Он следил глазами за красивым, похожим на лебедя, высоким кораблем, который, вырвавшись вперед, точно вожак стаи, шел прямо на крепкие быки моста. Иностранец в чудной одежде, стоя на носу корабля, что-то громко кричал, размахивая руками, и в ответ ему кричали с моста и тоже махали руками.
«Что он, с ума сошел, что ли? — в тревоге думал Джек. — Или он такой опытный моряк, что остановит корабль подле самого моста? Но разве это плот, который останавливают баграми?»
И вдруг на самой середине моста, стрекотнув, как кузнечик, поднялись две тонкие гнутые балки, и мост стал расходиться, разделив две лавки и толпу покупателей. Корабль проплыл в разводе так медленно и так плавно, что молодой фламандец с корабля успел выдернуть яблоко из рук зазевавшейся на мосту девушки.

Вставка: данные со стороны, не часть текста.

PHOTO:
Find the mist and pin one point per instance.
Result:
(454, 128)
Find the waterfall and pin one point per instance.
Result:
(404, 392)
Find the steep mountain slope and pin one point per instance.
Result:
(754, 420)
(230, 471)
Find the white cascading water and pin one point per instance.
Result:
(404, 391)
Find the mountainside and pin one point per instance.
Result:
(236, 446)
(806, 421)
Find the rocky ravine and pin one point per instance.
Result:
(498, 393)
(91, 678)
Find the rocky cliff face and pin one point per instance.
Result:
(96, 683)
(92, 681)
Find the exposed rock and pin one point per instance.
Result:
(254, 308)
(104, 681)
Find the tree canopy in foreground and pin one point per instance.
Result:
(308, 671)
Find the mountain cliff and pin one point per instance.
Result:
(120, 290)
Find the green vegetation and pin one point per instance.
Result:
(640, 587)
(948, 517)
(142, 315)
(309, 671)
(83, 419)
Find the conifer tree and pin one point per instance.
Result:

— Здесь, у подъемного моста, собирают пошлины с иностранцев, объяснила госпожа Элен. — Слышал, как они кричали? Тут уж никто не проскочит, потому что мост не поднимают до тех пор, пока на корабле не приготовят денег. А отсюда уже они отправляются дальше, в Кингстонскую верфь… Ну, как тебе нравится Лондон, мужичок?.. — повторяла госпожа Элен. — Я думаю, что лучше здесь с нищими стоять у паперти церкви, чем разъезжать на богато убранном коне где-нибудь в Эссексе или Кенте.

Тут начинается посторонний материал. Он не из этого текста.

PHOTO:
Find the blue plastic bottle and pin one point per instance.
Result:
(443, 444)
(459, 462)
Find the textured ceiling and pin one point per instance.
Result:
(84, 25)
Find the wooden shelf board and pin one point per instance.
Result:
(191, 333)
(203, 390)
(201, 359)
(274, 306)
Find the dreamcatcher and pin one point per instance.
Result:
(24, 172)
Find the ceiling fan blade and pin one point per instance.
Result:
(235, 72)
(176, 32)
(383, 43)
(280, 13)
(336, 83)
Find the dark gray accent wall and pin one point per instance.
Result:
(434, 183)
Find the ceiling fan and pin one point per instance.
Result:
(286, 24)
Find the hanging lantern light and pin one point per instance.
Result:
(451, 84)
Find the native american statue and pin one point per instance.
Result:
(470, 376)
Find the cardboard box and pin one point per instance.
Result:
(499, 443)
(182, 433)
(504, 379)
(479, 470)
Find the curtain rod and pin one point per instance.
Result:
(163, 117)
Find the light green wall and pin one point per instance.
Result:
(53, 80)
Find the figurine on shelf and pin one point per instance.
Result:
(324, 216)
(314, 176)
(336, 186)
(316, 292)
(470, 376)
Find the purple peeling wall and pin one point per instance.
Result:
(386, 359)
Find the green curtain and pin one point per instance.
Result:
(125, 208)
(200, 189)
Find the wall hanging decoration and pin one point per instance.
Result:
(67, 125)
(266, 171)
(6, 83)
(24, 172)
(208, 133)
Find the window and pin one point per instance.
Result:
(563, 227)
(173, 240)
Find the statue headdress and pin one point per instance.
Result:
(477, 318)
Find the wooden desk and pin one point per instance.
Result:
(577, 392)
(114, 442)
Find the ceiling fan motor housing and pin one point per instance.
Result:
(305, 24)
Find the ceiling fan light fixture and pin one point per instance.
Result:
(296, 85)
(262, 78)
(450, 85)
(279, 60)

Джек сильно натер себе ногу стременем, и он рад был бы отдохнуть после долгой дороги, но неутомимая госпожа Элен, переговорив с трактирщиком, сияя, ворвалась к нему в чуланчик.

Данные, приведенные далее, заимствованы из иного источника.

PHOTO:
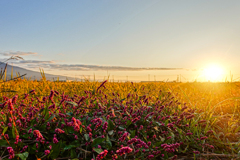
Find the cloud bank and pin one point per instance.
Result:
(17, 53)
(82, 67)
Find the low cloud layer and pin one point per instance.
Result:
(17, 53)
(81, 67)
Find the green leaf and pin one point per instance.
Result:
(108, 142)
(128, 122)
(56, 150)
(73, 103)
(110, 125)
(69, 147)
(47, 114)
(3, 143)
(121, 128)
(4, 130)
(13, 131)
(132, 133)
(73, 153)
(97, 141)
(86, 136)
(98, 150)
(110, 132)
(23, 156)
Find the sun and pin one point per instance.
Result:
(213, 73)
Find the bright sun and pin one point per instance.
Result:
(213, 73)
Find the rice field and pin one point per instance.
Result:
(111, 120)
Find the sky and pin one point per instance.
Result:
(126, 39)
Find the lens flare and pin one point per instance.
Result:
(213, 73)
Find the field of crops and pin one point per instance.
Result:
(106, 120)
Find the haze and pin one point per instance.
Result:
(128, 40)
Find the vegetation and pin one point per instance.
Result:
(93, 120)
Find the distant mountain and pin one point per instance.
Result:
(31, 74)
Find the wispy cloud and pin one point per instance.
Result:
(17, 53)
(82, 67)
(35, 62)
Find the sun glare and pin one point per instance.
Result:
(213, 73)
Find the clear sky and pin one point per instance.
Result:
(122, 37)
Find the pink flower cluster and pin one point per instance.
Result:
(102, 155)
(11, 152)
(59, 131)
(38, 135)
(170, 148)
(123, 136)
(124, 150)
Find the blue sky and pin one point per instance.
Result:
(95, 36)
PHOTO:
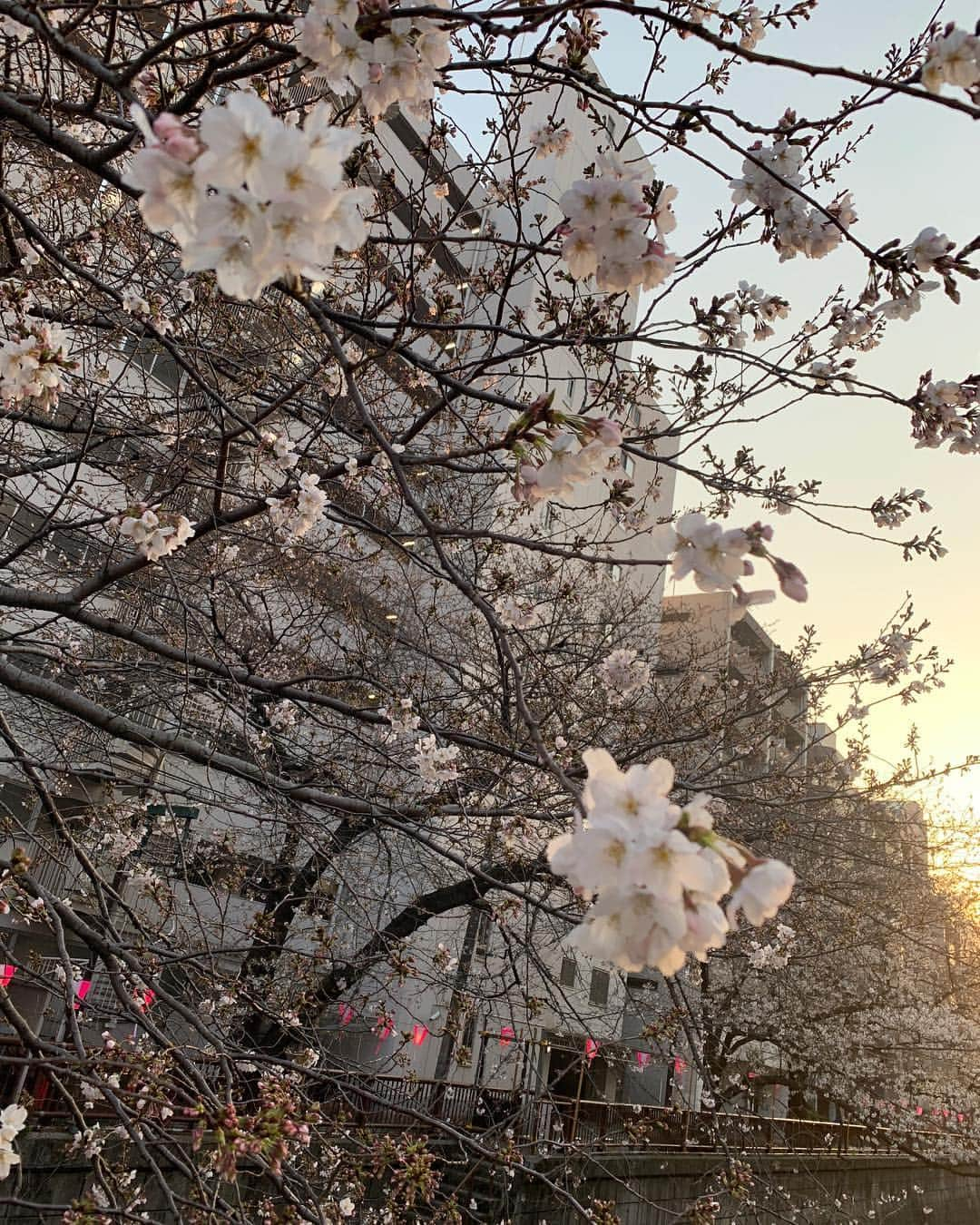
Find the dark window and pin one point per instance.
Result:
(599, 987)
(483, 934)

— Тебе повезло, Джек! — сказала она. — Мы немедленно отправляемся на Смисфилд. Господин наш король сегодня устраивает второй весенний турнир. Вычисти хорошенько платье и лошадей… Как блестят твои волосы на солнце, Джек, ну просто чистое золото!.. Ах, ради сегодняшнего дня можно было бы проскакать еще несколько сот лье!
После этого у Джека не хватило духу даже заикнуться о том, как сильно болит его нога.
Лошади у длинной коновязи бились, храпели и кусались, слуги замахивались друг на друга кулаками и палками, но Джек, заметив свободное кольцо, напрямик продвигался к нему, не щадя плеч и кулаков. Ему здорово намяли бока, но он все-таки добился своего.
Все слуги, взрослые и мальчики, вскарабкавшись на спины лошадей, вытянувшись во весь рост, заглядывали через дощатый забор. Джек немедленно последовал их примеру.
Обширное поле Смисфилда, где обычно производилась торговля лошадьми, король Эдуард III распорядился расчистить от снега и грязи к первым же весенним дням. С площади спустили грязь в сточные канавы, убрали нечистоты и густо посыпали ее песком, который четыре дня возили в Лондон рыбными баржами.
Потом по распоряжению короля вокруг Смисфилда был возведен помост, а на нем установили скамьи; над некоторыми из них даже были устроены навесы для защиты от солнца. Публике, не уместившейся на скамьях, было отведено огромное место, оцепленное канатом. Вокруг Смисфилда была выстроена королевская стража.
Долгое время Джек в беспокойстве следил за своей госпожой, когда она, прекрасная, как утро, в своем белом атласном платье, чуть покачиваясь, шла по узкому проходу между скамьями.
Народу было столько, что некуда было упасть яблоку, и Джек боялся, что после утомительной дороги госпоже его придется стоять на ногах, да еще в новых узких башмачках, которые только сегодня принесли от сапожника.
Однако не успела она сделать несколько шагов, как двое мужчин, поднявшись одновременно, предложили ей свои скамьи: ясный взгляд и добрая улыбка госпожи Элен всюду завоевывали ей друзей.
Во все глаза Джек смотрел на королевскую ложу, украшенную коврами и знаменами, на слуг, несущих шлейфы за своими госпожами, на страшного черного арапа, скалящего на него белые зубы. Стоять на спине лошади, которая все время дергала головой и сердито переступала с ноги на ногу, было нелегко. Сильно ныла распухшая лодыжка, опираться было не на что, и, пробалансировав с полчаса в воздухе, Джек решил было спрыгнуть вниз, когда стоявший рядом паж в желтой ливрее окликнул его.
— Обопрись на меня, — сказал он улыбаясь, — а я на тебя. Лошади стоят тесно — мы не свалимся. Тише! — добавил он оглянувшись. — Начинается.
На богато украшенной и покрытой парчовой попоной лошади на середину арены выехал человек. Он поднес руку ко рту, и сверкающий в его руке дымок вдруг обернулся длинной золотой трубой. Это был герольд[55].